PIIs and biometrics are special. So if I upload my photo to LinkedIn, I want it to be available when viewing my LinkedIn profile, but I expect that any other entity that scraps it off LinkedIn can't process it without my explicit consent (thanks to GDPR). Similarly with other data that's about me, a person.

But all other data, I'd argue, should be fair play. If an e-commerce sites publishes a list of products and prices, I believe it's desirable for other parties to be able to scrap it and process it, e.g. for offering a price comparison service.

rch 2440 days ago

Exactly. I don't like or "enjoy" LinkedIn but I do find it useful professionally.

Now it sounds like this ruling implies that by creating a profile on one platform, I have to accept that every company that comes along can include me in their corpus.

Maybe I should be able to set a pass-through GDPR flag on my profile such that third parties (subject to that regulation) will have to exclude me from their datasets.

dx034 2439 days ago

So Google would need to allow scraping of search results? That would be a huge change, they currently prevent that pretty aggressively.

TeMPOraL 2439 days ago

This is a problem because you're talking personal data, not because of scrapping. Personal / personally identifiable data is special and special protections apply to it. But regular data would fare just fine under GP's proposal.

bobthepanda 2440 days ago

It only applies to data displayed publicly, though. If Facebook and such started requiring logins to see personal data would that be such a bad thing?

jjeaff 2440 days ago

I'm not certain, but it kind of sounds like even things behind a login are still scrapable. Assuming the general public can get a login easily anyway. Basically, just requiring an account is not enough to forbid scraping.

tekknik 2439 days ago

When you talk about data here these are people. This HiQ software is actually a bit scary. What if it gives a false signal which ends in an employees termination? Data on people should not be freely attainable, the person should give explicit access. If I don’t want HiQ processing my information (I don’t) then they shouldn’t be able to. Especially now with some employers requiring a LinkedIn profile.

sireat 2440 days ago

Reddit has a decent API

The golden rule is to use the API before you start raw scraping.

OrgNet 2440 days ago

for IMDb, they have a lot of data that is easily accessible, not sure what is missing though: https://datasets.imdbws.com/...

tdhoot 2440 days ago

Only for personal and non-commercial use, which is probably not what startups need.

OrgNet 2440 days ago

process it on your personal computer and use the output in your startup

dwaltrip 2439 days ago

That intermediate step doesn't get around the license.

OrgNet 2438 days ago

it depends

JustSomeNobody 2440 days ago

Why would they have to make it available to startups in an easily accessible manner?

nitrogen 2440 days ago

IMDB was originally crowdsourced, wasn't it?

JustSomeNobody 2439 days ago

So, have the data available.
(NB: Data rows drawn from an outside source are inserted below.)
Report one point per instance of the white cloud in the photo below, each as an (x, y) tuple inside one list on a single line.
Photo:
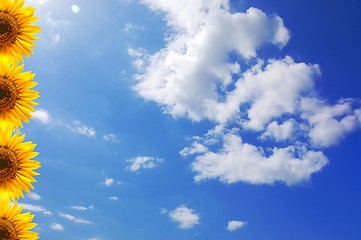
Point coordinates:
[(196, 148), (238, 161), (41, 115), (37, 1), (235, 225), (108, 181), (329, 123), (34, 196), (56, 227), (35, 208), (130, 26), (194, 76), (143, 162), (81, 129), (186, 76), (184, 216), (82, 208), (110, 137), (73, 218), (113, 198), (279, 132)]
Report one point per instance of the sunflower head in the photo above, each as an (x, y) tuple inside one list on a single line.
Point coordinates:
[(16, 30), (15, 225), (17, 167), (16, 95)]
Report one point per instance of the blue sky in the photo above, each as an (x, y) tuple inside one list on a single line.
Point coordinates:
[(196, 119)]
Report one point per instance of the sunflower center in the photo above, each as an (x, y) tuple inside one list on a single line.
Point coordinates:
[(7, 230), (9, 164), (9, 28), (8, 94)]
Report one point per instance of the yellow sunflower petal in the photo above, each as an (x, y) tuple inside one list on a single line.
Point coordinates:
[(16, 30), (17, 167), (14, 224), (16, 95)]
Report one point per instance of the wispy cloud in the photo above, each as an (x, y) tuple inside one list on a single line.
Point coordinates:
[(235, 225), (73, 218), (41, 115), (110, 137), (56, 227), (143, 162), (82, 208), (113, 198), (184, 216), (35, 208), (82, 129), (130, 26)]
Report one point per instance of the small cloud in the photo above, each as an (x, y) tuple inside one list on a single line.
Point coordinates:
[(110, 137), (143, 162), (108, 182), (75, 8), (56, 227), (83, 129), (196, 148), (41, 115), (34, 196), (35, 208), (235, 225), (82, 208), (129, 26), (73, 218), (184, 216)]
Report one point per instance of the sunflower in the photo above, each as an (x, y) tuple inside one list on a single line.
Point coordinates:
[(15, 225), (16, 164), (16, 29), (16, 96)]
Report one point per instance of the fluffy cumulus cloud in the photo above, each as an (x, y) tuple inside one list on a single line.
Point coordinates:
[(239, 161), (108, 181), (201, 74), (235, 225), (184, 216), (143, 162), (186, 76)]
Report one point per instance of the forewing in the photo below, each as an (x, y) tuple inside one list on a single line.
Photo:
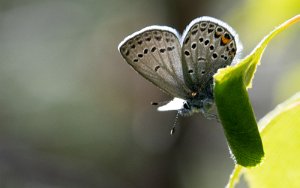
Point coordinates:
[(207, 45), (155, 53)]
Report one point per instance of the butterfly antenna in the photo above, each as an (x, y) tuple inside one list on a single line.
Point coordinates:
[(159, 103), (174, 125)]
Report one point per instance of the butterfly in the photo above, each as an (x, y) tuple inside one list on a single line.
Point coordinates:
[(183, 66)]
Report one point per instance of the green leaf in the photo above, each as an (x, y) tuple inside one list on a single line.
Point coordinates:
[(234, 108), (281, 137)]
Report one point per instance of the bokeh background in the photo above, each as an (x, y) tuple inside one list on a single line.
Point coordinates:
[(74, 114)]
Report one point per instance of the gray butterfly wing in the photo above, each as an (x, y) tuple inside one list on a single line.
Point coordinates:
[(155, 53), (207, 45)]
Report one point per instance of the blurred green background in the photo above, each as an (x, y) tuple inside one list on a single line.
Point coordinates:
[(74, 114)]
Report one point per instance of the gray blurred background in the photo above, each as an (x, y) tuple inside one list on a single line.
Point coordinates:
[(74, 114)]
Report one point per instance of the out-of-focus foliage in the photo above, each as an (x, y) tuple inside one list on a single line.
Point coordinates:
[(73, 114)]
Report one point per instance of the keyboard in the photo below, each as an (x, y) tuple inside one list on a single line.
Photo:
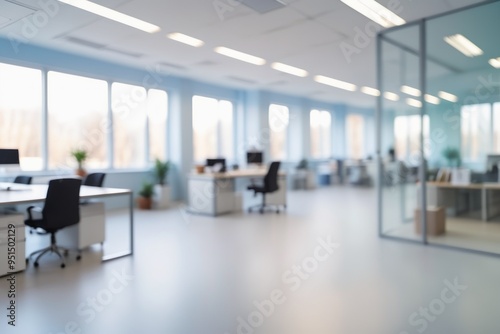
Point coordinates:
[(5, 186)]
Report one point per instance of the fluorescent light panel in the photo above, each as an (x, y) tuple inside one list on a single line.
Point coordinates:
[(462, 44), (495, 62), (375, 12), (112, 15), (289, 69), (182, 38), (370, 91), (410, 91), (414, 103), (335, 83), (447, 96), (391, 96), (431, 99), (240, 55)]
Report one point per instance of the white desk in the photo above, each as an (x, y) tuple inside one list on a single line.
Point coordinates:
[(442, 194), (215, 193), (38, 192)]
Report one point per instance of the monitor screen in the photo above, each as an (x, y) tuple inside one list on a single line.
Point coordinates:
[(220, 161), (9, 156), (255, 157), (492, 160)]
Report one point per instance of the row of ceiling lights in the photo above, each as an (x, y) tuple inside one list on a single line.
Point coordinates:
[(370, 8)]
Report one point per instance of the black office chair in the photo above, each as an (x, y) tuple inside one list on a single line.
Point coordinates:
[(94, 180), (269, 185), (23, 179), (61, 209)]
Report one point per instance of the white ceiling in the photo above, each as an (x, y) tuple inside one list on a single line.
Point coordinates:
[(305, 33)]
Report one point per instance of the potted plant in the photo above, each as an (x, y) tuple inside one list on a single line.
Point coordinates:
[(144, 201), (80, 157), (452, 156), (161, 189)]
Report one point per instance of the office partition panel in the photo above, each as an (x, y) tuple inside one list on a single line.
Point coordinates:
[(438, 119)]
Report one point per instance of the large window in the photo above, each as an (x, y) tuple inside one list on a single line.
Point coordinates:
[(212, 129), (407, 137), (476, 132), (21, 113), (128, 103), (321, 141), (157, 107), (496, 127), (77, 108), (355, 133), (278, 124)]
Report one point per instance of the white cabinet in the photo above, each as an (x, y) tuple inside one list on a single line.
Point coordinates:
[(12, 239), (90, 230)]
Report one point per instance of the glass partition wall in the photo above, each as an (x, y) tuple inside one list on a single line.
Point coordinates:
[(438, 121)]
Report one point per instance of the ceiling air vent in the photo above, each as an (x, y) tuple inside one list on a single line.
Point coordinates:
[(263, 6), (13, 11), (84, 42)]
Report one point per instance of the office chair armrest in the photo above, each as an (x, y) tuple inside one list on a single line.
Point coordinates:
[(34, 212)]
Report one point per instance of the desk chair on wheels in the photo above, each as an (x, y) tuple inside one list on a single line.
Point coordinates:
[(61, 209), (269, 185)]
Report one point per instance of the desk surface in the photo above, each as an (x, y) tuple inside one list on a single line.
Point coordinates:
[(38, 193), (241, 173), (486, 185)]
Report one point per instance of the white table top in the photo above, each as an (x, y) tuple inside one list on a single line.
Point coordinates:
[(38, 193), (241, 173)]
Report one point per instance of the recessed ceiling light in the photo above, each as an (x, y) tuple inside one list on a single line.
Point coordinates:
[(335, 83), (391, 96), (495, 62), (414, 103), (447, 96), (375, 12), (289, 69), (177, 36), (462, 44), (240, 55), (410, 90), (370, 91), (112, 15), (431, 99)]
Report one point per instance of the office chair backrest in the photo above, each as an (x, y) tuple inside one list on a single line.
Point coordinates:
[(271, 178), (94, 180), (23, 179), (62, 204)]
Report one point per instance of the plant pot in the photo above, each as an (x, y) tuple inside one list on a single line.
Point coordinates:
[(144, 203), (161, 196)]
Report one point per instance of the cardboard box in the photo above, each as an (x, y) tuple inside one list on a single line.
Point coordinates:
[(436, 221)]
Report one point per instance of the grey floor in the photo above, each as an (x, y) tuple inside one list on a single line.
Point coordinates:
[(193, 274)]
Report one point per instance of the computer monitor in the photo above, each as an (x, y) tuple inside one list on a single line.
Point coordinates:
[(218, 161), (9, 160), (255, 157), (491, 161)]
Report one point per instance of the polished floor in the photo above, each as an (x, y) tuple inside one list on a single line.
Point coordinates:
[(319, 268)]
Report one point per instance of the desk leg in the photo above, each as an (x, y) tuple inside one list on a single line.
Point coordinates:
[(131, 251), (484, 204)]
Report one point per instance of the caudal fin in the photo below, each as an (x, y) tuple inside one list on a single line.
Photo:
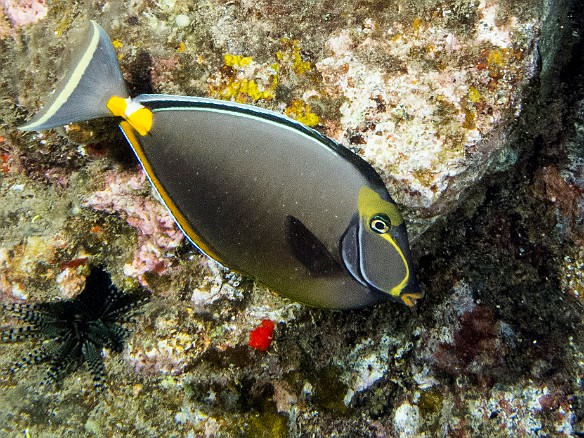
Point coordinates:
[(92, 80)]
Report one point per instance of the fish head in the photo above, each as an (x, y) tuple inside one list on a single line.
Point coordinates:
[(375, 249)]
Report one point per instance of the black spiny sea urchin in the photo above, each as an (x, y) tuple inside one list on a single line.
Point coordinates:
[(77, 330)]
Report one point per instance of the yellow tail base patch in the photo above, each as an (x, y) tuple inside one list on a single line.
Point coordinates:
[(138, 116)]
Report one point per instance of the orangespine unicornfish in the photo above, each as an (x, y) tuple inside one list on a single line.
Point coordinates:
[(260, 193)]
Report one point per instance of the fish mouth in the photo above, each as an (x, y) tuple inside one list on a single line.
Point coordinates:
[(379, 280)]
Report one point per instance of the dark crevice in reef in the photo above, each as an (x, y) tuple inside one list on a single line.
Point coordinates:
[(508, 240)]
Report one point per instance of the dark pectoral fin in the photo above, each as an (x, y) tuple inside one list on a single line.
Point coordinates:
[(308, 249)]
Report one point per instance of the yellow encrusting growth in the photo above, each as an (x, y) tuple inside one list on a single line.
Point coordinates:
[(237, 60), (233, 82), (474, 95), (301, 111)]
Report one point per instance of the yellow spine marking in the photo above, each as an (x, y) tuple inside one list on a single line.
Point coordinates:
[(410, 298), (117, 105), (370, 203), (141, 120), (137, 115)]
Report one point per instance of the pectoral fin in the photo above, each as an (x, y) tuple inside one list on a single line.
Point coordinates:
[(308, 249)]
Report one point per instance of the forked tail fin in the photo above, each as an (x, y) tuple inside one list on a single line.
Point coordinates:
[(83, 94)]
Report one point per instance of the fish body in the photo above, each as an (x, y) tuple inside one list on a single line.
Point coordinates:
[(260, 193)]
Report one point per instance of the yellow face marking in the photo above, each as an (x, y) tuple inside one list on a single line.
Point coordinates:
[(168, 202), (370, 204), (137, 115)]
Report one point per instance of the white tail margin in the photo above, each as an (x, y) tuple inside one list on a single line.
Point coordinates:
[(83, 94)]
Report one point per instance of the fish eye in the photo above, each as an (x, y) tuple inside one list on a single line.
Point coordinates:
[(380, 224)]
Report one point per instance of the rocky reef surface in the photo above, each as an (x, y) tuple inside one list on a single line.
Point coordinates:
[(473, 114)]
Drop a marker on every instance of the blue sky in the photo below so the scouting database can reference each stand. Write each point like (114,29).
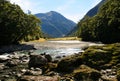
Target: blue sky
(71,9)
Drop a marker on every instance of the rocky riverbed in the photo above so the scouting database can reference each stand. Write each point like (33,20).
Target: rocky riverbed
(97,63)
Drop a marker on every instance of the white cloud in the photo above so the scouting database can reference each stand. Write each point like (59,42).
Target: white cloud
(65,6)
(24,4)
(75,17)
(95,2)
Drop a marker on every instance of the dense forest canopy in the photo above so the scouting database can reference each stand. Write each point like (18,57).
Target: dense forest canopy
(104,26)
(15,25)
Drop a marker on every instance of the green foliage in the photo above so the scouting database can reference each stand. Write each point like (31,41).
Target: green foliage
(105,26)
(15,25)
(102,56)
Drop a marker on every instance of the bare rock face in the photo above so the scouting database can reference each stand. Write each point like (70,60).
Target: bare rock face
(39,78)
(37,61)
(12,62)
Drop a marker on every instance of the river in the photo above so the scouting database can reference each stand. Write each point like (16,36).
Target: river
(60,48)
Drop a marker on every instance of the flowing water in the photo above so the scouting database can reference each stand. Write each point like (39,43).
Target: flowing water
(61,48)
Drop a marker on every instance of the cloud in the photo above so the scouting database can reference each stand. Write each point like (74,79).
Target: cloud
(75,17)
(65,6)
(24,4)
(95,2)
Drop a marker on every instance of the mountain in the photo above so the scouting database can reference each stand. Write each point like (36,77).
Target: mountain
(90,13)
(94,10)
(54,24)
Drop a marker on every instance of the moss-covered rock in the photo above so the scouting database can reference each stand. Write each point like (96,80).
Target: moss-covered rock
(67,64)
(118,75)
(102,56)
(85,73)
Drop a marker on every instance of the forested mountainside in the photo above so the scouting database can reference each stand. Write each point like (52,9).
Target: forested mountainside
(104,26)
(90,13)
(16,26)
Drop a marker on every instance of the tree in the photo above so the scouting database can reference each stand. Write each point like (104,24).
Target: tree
(104,26)
(15,25)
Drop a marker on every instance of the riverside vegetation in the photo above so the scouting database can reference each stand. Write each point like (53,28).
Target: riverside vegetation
(96,63)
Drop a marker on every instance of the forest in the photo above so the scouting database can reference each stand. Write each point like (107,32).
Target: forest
(104,26)
(17,26)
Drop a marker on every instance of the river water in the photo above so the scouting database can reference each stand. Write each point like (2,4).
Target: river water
(60,48)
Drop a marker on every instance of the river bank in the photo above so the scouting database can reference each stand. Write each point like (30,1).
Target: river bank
(96,63)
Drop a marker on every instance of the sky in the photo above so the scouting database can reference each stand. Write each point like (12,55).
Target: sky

But I see no reason why they should have to go out of their way to change their site to make it easy for someone to get it.

bewuethr 2440 days ago

It started as lists and shell scripts to query them in the newsgroup rec.arts.movies.

jakeogh 2440 days ago

It's already legal. Adding law adds restrictions.

pharrington 2440 days ago

You're not wrong. In the general case though, adding law can mandate that a certain already occurring activity must be done.

lonelappde 2439 days ago

What gives you a rightful claim to information that I gave to someone else, if neither I nor they consent?

austhrow743 2439 days ago

You did consent. This is about information you gave to LinkedIn and told them to give to the general public.